Wieder einmal verhandelt das französische Kino die Dinge des Lebens, und weil zum Leben auch der Tod gehört, steht am Anfang eine Beerdigung. Der Mann von Madeleine ist gestorben, und damit streben die Fliehkräfte in dieser Familie mit drei Generationen auseinander. Madeleine ist 85 Jahre alt, wie soll sie jetzt, einsam und allein, ihren Alltag bewältigen? Für ihren Sohn Michel, einen Postbeamten kurz vor der Pension, gibt es nur eine Lösung: Die greise Dame muss ins Altersheim. Doch das ist nicht seine einzige Sorge. Sein Sohn Romain studiert ziellos Literatur, wäre gerne ein Schriftsteller, arbeitet aber als Nachtportier in einer Pension. Zur Beerdigung seines Opas kommt er zu spät, weil er den falschen Friedhof ansteuerte. Eine emblematische Szene: Romain ist ganz schön durcheinander und entscheidungsscheu – sehr zum Unwillen von Michel, der ein ums andere Mal die Fassung verliert. Das plötzliche Rentnerdasein hatte er sich anders vorgestellt; etwas fehlt in seinem Leben, und dieser Mangel führt zu unerträglichem Selbstmitleid und traurigen Erkenntnissen: So hat er sich beispielsweise viel zu sehr von seiner Frau Nathalie entfernt, die plötzlich mit Scheidung droht. Doch dann büxt Madeleine aus dem Altersheim aus, in dem es ihr wegen des schlechten Essens und der verzagten Senioren überhaupt nicht gefällt. Zum Glück führt eine Ansichtskarte Romain auf ihre Spur.

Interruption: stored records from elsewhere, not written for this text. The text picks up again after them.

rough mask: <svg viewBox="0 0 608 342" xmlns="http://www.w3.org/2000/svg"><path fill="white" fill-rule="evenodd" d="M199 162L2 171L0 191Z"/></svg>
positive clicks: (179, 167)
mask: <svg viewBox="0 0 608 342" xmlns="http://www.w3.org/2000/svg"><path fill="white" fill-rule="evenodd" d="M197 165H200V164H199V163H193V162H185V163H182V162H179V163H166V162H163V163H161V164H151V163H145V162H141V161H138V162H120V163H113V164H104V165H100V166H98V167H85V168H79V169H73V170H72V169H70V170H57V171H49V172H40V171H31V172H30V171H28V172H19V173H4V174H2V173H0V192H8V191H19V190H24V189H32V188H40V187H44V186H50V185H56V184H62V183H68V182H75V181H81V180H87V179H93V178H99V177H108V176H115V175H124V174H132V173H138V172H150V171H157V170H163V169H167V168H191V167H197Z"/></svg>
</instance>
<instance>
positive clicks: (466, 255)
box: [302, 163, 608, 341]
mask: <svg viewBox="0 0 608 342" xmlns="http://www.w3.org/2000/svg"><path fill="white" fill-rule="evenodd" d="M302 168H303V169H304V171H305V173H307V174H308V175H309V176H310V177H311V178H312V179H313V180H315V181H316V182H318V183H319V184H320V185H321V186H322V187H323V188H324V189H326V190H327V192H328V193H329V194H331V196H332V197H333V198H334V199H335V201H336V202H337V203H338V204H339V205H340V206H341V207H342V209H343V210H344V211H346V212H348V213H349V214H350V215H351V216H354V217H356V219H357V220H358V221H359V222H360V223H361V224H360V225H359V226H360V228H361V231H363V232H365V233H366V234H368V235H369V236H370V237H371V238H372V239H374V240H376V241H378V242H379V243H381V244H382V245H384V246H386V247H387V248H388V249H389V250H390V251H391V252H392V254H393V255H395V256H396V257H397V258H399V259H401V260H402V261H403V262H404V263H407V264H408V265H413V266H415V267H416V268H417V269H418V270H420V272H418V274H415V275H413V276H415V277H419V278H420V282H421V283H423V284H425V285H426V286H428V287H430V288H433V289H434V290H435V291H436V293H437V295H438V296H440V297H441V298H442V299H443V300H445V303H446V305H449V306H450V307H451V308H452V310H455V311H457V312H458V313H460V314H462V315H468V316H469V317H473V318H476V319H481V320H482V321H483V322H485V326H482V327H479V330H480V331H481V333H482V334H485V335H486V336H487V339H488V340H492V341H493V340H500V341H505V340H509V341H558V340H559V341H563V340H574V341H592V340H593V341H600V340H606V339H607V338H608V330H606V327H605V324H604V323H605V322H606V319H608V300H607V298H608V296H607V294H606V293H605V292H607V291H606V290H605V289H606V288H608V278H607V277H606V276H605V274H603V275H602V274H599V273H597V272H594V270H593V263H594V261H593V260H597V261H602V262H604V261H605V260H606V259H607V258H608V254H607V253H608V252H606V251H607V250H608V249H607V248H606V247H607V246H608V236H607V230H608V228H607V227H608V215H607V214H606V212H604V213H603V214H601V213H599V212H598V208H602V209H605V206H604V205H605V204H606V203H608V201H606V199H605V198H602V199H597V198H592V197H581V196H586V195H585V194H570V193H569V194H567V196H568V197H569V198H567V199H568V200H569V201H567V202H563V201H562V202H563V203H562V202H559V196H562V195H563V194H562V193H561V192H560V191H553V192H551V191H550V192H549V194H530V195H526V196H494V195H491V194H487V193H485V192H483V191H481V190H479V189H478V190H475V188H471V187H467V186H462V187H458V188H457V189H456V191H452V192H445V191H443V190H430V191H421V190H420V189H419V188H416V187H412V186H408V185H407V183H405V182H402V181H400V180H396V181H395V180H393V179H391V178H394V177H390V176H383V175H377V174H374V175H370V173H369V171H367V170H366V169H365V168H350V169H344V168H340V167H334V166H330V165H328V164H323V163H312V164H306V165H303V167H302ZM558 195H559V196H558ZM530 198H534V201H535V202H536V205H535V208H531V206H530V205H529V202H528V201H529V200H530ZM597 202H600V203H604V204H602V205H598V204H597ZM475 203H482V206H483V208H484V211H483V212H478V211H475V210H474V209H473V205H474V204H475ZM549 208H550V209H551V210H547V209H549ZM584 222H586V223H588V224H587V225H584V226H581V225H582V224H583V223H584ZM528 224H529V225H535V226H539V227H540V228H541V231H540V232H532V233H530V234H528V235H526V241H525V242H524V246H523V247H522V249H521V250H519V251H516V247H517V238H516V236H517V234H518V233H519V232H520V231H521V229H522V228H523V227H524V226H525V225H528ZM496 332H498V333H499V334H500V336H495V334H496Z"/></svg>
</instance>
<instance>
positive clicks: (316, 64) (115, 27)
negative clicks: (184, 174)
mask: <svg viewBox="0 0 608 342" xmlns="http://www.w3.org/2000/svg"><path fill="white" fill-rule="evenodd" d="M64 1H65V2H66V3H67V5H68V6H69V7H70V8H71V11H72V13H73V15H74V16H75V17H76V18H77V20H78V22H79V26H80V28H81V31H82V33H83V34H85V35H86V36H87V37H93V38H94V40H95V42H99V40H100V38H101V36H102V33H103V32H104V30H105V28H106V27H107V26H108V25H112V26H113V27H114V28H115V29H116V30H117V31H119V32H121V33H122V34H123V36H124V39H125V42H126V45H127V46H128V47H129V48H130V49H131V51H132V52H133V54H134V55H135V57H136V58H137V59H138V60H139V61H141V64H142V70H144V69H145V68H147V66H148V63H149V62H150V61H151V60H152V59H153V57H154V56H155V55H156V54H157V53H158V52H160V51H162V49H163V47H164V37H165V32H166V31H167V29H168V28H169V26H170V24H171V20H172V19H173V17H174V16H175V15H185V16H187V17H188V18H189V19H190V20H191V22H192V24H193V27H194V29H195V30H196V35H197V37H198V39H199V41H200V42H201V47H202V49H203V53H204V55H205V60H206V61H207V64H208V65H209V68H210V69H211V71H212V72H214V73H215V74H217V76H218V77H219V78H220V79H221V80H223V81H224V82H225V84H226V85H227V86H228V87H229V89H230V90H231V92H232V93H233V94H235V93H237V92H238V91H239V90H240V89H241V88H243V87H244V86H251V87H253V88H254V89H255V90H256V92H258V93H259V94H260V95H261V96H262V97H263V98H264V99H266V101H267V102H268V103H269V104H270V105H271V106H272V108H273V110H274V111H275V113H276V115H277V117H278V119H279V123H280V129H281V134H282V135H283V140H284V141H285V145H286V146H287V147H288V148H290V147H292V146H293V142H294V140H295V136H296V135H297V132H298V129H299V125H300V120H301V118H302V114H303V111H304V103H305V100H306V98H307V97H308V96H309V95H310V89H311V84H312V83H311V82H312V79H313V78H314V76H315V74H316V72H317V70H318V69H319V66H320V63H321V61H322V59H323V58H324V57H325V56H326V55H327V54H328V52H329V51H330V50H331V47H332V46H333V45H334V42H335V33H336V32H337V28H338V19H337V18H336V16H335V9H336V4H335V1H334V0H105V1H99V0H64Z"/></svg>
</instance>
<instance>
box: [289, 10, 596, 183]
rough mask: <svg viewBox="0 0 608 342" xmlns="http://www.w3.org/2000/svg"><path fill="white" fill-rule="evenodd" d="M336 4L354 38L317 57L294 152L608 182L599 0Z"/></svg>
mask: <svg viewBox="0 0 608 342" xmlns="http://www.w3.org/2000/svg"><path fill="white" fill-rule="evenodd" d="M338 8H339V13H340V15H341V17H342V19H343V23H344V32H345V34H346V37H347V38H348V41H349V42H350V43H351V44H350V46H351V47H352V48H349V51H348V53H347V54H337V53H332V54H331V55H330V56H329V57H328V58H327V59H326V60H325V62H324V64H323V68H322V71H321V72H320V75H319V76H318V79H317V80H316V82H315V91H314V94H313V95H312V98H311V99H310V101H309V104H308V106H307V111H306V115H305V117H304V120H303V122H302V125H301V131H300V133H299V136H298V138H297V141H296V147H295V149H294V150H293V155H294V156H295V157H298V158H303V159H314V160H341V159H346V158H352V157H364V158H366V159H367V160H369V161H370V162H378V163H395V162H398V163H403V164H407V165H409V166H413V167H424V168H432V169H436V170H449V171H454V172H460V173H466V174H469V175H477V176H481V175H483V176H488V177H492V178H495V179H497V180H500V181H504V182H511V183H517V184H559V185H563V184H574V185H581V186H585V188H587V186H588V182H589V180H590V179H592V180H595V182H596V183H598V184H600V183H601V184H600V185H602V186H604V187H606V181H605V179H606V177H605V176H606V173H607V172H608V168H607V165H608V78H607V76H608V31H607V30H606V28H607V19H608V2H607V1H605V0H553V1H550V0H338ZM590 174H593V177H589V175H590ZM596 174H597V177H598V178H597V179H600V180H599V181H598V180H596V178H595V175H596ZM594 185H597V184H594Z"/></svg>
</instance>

Nach einem Roman von David Foenkinos, der schon die Vorlage zu „Nathalie küsst“ lieferte und mit seinem Bruder Stéphane selbst verfilmte, inszenierte Jean-Paul Rouve eine leise Komödie, die trotz der anklingenden Themen – Alter, Einsamkeit, Tod, Zukunftsangst, Rentnerdasein und einer damit einhergehenden Sinnkrise – positiv auf das Leben schaut. Wenn jung und alt zusammenhalten, gegenseitiges Verständnis aufbringen und sich umeinander kümmern, wird es schon klappen, so die freundliche, unspektakuläre, aber auch selbstironisch präsentierte Botschaft, die so etwas wie einen unangestrengten Generationenvertrag einklagt. Das Interesse des Regisseurs gilt dabei eindeutig Romain, der sich vor den vielen Möglichkeiten fürchtet, die ihm das Leben bietet, und sich deshalb zunächst verweigert. Dennoch hat er von allen den besten Draht zur Großmutter, weil er ihre Lebenserfahrung und Altersweisheit schätzt; beide sind durch eine Art Komplizenschaft verbunden, die das Zentrum des Films bildet.
„Les Souvenirs“ heißt der Film im Original. Es geht also auch um die Erinnerung, um den Rückblick auf gelebtes Leben, um die Suche nach der verlorenen Zeit. Und so führt der Weg der Figuren – ohne dass der Film erzählerisch einen Bruch erleidet – von Paris in die Normandie, ans Meer, an den Geburtsort von Madeleine, dort, wo für sie alles begann. Ihr Lebenskreis schließt sich hier gewissermaßen, und so endet der Film, wie er begonnen hat: mit einer Beerdigung.
Die leise Melancholie fängt Rouve gelegentlich durch kleine, komische Abstecher ins Absurde auf. So fungiert ein Tankwart als griechisches Orakel, das seinen entscheidungsschwachen Kunden – darunter Michel – mit lebensklugem Rat zur Seite steht und so zum Handeln verleitet. Einmal besuchen Romain und seine Großmutter jenen Maler, dessen naive, seltsame und darum keiner Wirklichkeit zuzuordnenden Bilder im Altersheim hängen. Köstlich auch Romains Stippvisite in der Touristeninformation von Etretat, wo ihn eine hübsche Angestellte schnippisch über die Anziehungskraft des Küstenorts auf Selbstmörder informiert. Sonne, Strand und Meer – manchmal ist Schönheit eben schwer zu ertragen.